Just as Father John reached the lines “ashes to ashes, dust to dust,” an armada of clouds passed overhead and the wind increased, stiffening the flags and making them crackle all at once across the cemetery.
Right at that moment Leo Papile, who had been crying and trembling, yelled out “Joe!” and several good-sized men rushed forward and caught him before he fell. In the midst of his own grief, Brian O'Donovan remembered thinking how sad and beautiful it was that someone could love a man that much, and how Leo wouldn't be around for long now that Joe McCain was dead.
THIRTY-ONE
The Punisher
It was like I was a messenger, and someone was sending me messages and I don't know why. Why was I, I want to say, lucky, in a position to make the arrests that I did? Why me?
— JOE MCCAIN, SR., SHORTLY BEFORE HE DIED
MARK DONAHUE IS WEARING HIS FULL DRESS police uniform as we walk along the plush main hallway of the Alexandria Hilton, following Joey and Maureen McCain and their three kids and Helen McCain and one of big Joe's old partners, retired Boston police detective Jack Crowley and his wife, Ellen. Mark and I and one of his friends from the Salem P.D., Officer Jonathan Hoellrich, have flown down to Washington, D.C., to participate in the twenty-second annual National Peace Officers Memorial Service, held on the lawn behind the U.S. Capitol. Thanks to Joe Jr.'s tenacity and the work of their family lawyer, Joe Doyle, fifteen years after he was shot in that crummy Hyde Park tenement, big Joe's name will be inscribed on the National Law Enforcement Officers Memorial in Judiciary Square, dedicated to peace officers killed in the line of duty.

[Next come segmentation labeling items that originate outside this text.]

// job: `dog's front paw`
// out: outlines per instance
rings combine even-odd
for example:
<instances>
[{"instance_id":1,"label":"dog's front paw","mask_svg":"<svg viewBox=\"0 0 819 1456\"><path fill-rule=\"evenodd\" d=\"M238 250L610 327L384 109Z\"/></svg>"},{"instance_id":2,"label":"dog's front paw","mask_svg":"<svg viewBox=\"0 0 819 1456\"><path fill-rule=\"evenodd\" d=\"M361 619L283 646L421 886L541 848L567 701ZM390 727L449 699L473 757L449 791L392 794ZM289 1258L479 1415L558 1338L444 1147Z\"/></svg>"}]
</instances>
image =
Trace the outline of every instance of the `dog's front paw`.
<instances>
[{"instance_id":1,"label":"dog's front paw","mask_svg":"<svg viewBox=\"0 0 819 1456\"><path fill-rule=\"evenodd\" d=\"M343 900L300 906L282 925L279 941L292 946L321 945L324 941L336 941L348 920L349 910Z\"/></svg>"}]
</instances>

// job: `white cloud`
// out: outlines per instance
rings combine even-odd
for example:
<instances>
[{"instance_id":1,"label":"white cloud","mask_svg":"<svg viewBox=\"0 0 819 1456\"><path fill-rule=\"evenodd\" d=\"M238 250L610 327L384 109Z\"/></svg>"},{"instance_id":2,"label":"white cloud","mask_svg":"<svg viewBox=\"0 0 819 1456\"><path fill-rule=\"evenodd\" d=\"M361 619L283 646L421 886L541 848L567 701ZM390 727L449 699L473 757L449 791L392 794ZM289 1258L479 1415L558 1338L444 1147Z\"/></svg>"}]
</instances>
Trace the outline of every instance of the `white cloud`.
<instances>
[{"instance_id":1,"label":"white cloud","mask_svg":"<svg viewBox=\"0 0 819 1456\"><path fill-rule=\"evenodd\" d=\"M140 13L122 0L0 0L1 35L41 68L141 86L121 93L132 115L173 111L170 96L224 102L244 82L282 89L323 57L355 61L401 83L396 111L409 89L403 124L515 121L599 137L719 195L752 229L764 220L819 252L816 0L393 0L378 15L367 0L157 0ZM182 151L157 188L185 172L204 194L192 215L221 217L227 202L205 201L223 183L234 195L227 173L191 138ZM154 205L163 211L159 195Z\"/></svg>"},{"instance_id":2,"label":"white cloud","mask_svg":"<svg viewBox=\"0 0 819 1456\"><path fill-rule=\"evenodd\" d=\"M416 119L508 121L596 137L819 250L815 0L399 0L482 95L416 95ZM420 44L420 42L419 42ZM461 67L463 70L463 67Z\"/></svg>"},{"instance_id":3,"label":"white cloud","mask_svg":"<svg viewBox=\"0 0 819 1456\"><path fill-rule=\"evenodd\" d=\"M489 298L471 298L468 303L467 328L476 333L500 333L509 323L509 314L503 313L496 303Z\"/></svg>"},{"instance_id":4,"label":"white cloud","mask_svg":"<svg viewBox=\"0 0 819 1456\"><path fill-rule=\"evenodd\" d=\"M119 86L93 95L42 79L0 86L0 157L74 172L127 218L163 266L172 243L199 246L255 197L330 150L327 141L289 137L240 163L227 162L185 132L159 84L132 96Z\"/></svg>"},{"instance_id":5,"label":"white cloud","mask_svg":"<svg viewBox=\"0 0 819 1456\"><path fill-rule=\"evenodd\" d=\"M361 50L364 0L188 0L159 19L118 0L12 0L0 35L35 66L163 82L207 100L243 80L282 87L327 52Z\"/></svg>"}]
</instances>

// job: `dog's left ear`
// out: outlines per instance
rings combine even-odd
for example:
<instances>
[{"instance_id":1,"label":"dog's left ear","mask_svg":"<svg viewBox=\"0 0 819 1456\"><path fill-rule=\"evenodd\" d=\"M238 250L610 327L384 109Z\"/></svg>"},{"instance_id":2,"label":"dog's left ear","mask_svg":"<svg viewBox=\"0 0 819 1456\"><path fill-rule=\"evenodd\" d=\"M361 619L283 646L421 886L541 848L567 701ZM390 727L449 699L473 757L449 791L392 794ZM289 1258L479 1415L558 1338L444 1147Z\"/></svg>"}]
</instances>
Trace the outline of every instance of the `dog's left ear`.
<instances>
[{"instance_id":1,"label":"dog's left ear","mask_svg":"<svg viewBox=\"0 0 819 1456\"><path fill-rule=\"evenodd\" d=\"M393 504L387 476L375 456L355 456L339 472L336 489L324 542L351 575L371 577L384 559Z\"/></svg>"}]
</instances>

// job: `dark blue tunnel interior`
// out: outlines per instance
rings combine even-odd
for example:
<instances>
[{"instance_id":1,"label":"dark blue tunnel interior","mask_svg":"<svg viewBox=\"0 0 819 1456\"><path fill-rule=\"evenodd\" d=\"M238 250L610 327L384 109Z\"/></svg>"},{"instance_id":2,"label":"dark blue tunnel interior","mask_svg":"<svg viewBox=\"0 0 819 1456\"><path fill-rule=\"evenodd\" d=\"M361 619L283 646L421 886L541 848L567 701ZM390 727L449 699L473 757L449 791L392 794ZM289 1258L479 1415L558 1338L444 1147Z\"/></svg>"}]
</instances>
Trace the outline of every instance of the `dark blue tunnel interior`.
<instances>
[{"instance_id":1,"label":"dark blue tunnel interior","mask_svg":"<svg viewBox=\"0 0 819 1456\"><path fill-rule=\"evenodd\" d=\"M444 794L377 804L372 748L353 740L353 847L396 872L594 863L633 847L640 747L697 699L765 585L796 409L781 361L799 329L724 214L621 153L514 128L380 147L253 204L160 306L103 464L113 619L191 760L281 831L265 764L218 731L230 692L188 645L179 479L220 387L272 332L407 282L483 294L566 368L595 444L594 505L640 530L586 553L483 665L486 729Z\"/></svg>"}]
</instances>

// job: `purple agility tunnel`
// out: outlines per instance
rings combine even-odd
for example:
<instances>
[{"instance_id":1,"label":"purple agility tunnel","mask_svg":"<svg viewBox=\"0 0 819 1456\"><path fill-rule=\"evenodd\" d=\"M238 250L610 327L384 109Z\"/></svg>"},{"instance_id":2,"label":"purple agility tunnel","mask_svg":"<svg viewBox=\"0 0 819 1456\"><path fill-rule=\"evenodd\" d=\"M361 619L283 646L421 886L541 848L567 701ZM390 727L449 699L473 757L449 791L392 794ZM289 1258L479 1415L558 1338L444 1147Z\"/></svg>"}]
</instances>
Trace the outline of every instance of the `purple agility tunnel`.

In the hotel ballroom two women from the Fraternal Order of Police Auxiliary issue our security badges, and then we all q
ueue up on the walkway for the bus ride to the Capitol. We're surrounded by the survivors of those who were killed or, like Joe McCain, died of their wounds in the past year: a tall, gaunt man from Tennessee wearing a photo badge of a young police officer smiling in his motorcycle jacket; a pretty young Hispanic woman clutching the hands of her five-year-old daughter and two-year-old son; and a whole squad of police officers from Sterling Heights, Michigan, including a guy big enough to play in the NFL wearing pants a couple of shades lighter than the rest— too large to fit. Seeing them all reminds me that there is indeed evil in the world and that the vast majority of cops shoulder a fair amount of risk every time they report to work.
On the bus I'm sitting next to eleven-year-old Joseph McCain. He and his brothers are attired in colorful Hawaiian shirts and pressed dungarees, each of them wearing a survivor's tag and one of their grandfather's detective badges on a beaded chain around his neck. The boys all love their “Papa,” and eighteen months after his death are still struggling with the fact that the big man with the crinkled blue eyes and white hair is gone for good. But the McCain kids are also voracious pack rats and are hounding every peace officer in sight for a patch or a pin, competing to see who can accumulate the largest and most varied collection. They are far from shy, and not even the hard-eyed state troopers can deter them from asking; Liam's strategy with an Oklahoma highway patrolman who says he has nothing to trade is to ask the tall, well-built fellow if he'll pop one of his buttons off. The husky young Oklahoman smiles and declines and then gazes out the bus window, lost in his own thoughts.